LOV mira a sviluppare un modello di "grid defection", ossia una rete energetica autonoma che riduca la dipendenza dalla rete elettrica tradizionale. L'obiettivo è ottimizzare la distribuzione dell'energia elettrica in bassa tensione attraverso l'uso di tecnologie avanzate e soluzioni ICT innovative. Particolare attenzione è rivolta all'interazione tra la domanda energetica degli edifici, la produzione da fonti rinnovabili non programmabili e l'accumulo di energia.

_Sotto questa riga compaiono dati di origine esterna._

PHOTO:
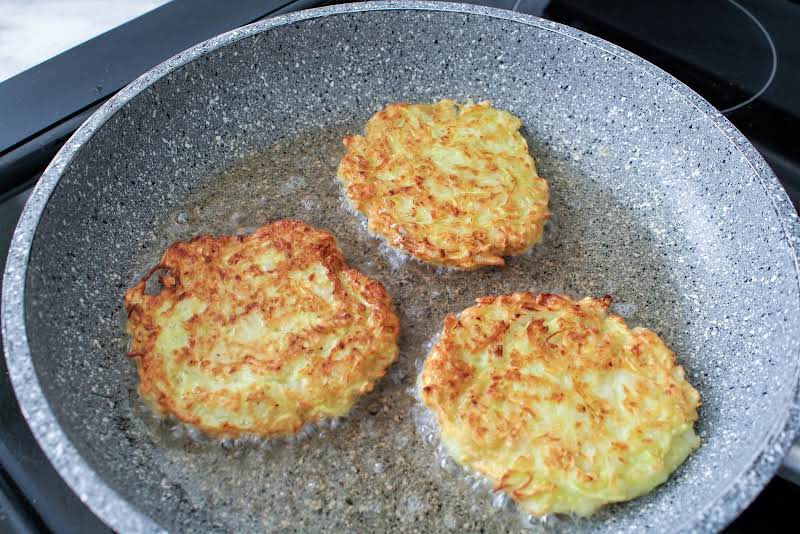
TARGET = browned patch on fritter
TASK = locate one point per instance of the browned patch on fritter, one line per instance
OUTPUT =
(259, 334)
(558, 402)
(450, 184)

Tecnologie e funzionamento pratico
Il progetto basa il suo approccio su una micro‑rete in corrente continua che integra diverse tecnologie all’avanguardia: pannelli fotovoltaici, un innovativo micro‑cogeneratore a celle a combustibile (SOFC da 1,5 kW) testato al CNR‑ITAE, sistemi di accumulo elettrochimico da 12 kWh e infrastrutture DC per la distribuzione a 24–48 V cc. Il sistema è completato da sensori e controller intelligenti che monitorano in tempo reale domanda e offerta energetica, permettendo un bilanciamento dinamico. A Ortigia (Siracusa) e Palermo, questi sistemi alimentano utenze civili, commerciali e una colonnina di ricarica elettrica, minimizzando i costi ambientali ed energetici e garantendo continuità anche in assenza di connessione alla rete tradizionale.
I risultati del progetto e le parole del Ministro Pichetto Fratin
Il 4 luglio 2025, a Palermo, si è tenuto il convegno dal titolo “I risultati del progetto LOV”, un momento cruciale per fare il punto sui risultati ottenuti e delineare le prospettive future.
Le parole di Pichetto Fratin – Ministro dell’Ambiente e della Sicurezza Energetica – pronunciate per l’occasione confermano che la Sicilia non è solo un osservatore ma attore protagonista della transizione ecologica. Il ministro ha sottolineato come l’Isola, grazie a questi progetti, sia un laboratorio vivente per soluzioni energetiche sostenibili, che apre la strada a modelli replicabili in Italia e oltre i confini nazionali.
In particolare ha affermato che: “Attivare una microrete autosufficiente in grado di assicurare energia per uso civile e trasporti è un passo di importanza strategica e può essere battistrada per esperienze simili.”
LOV è, infatti, un esempio concreto e avanzato di come la transizione energetica possa diventare realtà.
Le micro-reti in corrente continua, spesso considerate una soluzione del futuro, si dimostrano oggi tecnologie mature e operative, capaci di garantire autonomia, efficienza e sostenibilità nella gestione dell’energia a livello locale.
Grazie all’integrazione tra sistemi di generazione, accumulo e gestione intelligente, LOV si propone come un modello replicabile anche in altri territori.